Yes. Sure: the top of my head is 2.5 ft above my navel and my feet are 3.5 ft below my navel, therefore I am 2.5x3.5 = 8.75 sq ft tall. Right.
As already answered, there are several reasons to believe that the Universe might, right now, be of infinite size. The "theoretical" size of what Cosmologist call the "Observable Universe" depends on the model (the system of equations and assumptions) we use to calculate it. Often it is estimated to be about 46 billion lightyears in radius, meaning it has a diameter of 92-93 billion light years. But what is meant by "observable universe"? It means, crudely, that all of the stuff that was close enough to the stuff we are made out of for it to interact with our stuff. You may know that the Universe is expanding. This means we are slowly "losing touch" with some of the matter (the stuff, which includes light). RIGHT NOW (and we'll ignore what "now" means in Relativity Theory, just assume it has its common meaning) Stuff which is more than about 15 billion light years away from us is moving away from us at ever increasing speed. This stuff can NOT ever be seen by us; meaning there is no way it can influence us in any way. - its essentially not there as far as we are concerned. But at one time the Universe was much smaller. Some estimate it might have been a few meters in diameter, others think it started out smaller than an atom, but our Physics fails at the start of the Big Bang, so that remains an open question.

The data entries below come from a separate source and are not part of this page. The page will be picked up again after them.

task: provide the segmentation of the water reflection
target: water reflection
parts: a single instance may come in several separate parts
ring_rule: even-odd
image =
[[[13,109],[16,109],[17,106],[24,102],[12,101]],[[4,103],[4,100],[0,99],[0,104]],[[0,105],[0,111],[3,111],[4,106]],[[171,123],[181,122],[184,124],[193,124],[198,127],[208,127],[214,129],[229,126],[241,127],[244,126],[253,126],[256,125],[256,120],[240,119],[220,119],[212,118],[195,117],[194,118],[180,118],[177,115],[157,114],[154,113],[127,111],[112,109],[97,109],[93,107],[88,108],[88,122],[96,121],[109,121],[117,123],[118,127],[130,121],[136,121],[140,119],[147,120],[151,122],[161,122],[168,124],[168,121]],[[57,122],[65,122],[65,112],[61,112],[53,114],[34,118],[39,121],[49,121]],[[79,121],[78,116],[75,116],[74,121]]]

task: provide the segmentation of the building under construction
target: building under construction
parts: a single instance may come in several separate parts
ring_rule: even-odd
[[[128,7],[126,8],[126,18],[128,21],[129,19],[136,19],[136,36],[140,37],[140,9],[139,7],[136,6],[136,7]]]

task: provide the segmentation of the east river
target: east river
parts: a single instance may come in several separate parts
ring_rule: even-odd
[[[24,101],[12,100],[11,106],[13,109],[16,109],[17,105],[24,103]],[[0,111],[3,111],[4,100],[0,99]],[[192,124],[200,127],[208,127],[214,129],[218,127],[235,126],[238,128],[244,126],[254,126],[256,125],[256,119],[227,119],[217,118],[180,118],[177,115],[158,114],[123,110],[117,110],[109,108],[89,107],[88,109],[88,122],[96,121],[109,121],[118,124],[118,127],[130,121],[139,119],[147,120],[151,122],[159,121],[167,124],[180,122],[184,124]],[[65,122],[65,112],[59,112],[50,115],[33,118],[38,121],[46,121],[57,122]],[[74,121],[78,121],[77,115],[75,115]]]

Anyway, most of us believe that some of the stuff which was close enough to interact (at the speed of light) then has expanded out to about 46 billion light years. And yes, if you calcuate its "average expansion speed" you get 46 ÷ 14 = 3.3X the speed of light. But this expansion is not the stuff moving through space, but the actual expansion of space, so there is no limit on how fast this can be.
Two aspects to point out. 1. The Observable Universe isn't all observable. Things which are 46 billion light years away will never again be close enough to us for them to have any meaning for us. The OU contains all the stuff that we would have seen at one time, if we were present at the beginning. 2. A lot of Cosmology assumes that the Universe is isotropic and homogeneous. These assumptions mean that there is (on average) no special place in the Universe: it looks the same (on average) from anywhere. (There are good reasons for these assumptions, and there is some evidence that they are approximately true). What this means is for an alien living on a planet 14 billion light years (bly) from us, that it would look up at night and see a sky which was pretty similar to ours. (Different constellations, different galaxies, but the average 'structure' of the Universe would look the same.) This means the alien's OU would look about the same but include things that are NOT in our OU. So, we'd need to add that "extra" volume to the size of the ENTIRE universe. But there's no reason that another alien couldn't be on a planet 14 bly from the first (and 28 bly from us), and we'd add that volume too. And another could be at the edge of Alien 2's OU. Since homogenous means none of these aliens would be at a special point (the edge of a cliff or wall IS a special place) that we should continue to assume the universe goes on forever, even though the stuff that was ever close enough to us has only been able to "travel" to no more than ~46 bly from us, the stuff that we couldn't interact with at the start (or ever since) could be billions, trillions, and more, light years distant "now". But talking about stuff that we never did and never will interact with is like talking about the angels dancing on the head of a pin; you can have a multitude of different opinions about them, and we'll never be able to determine which, if any of them, is correct.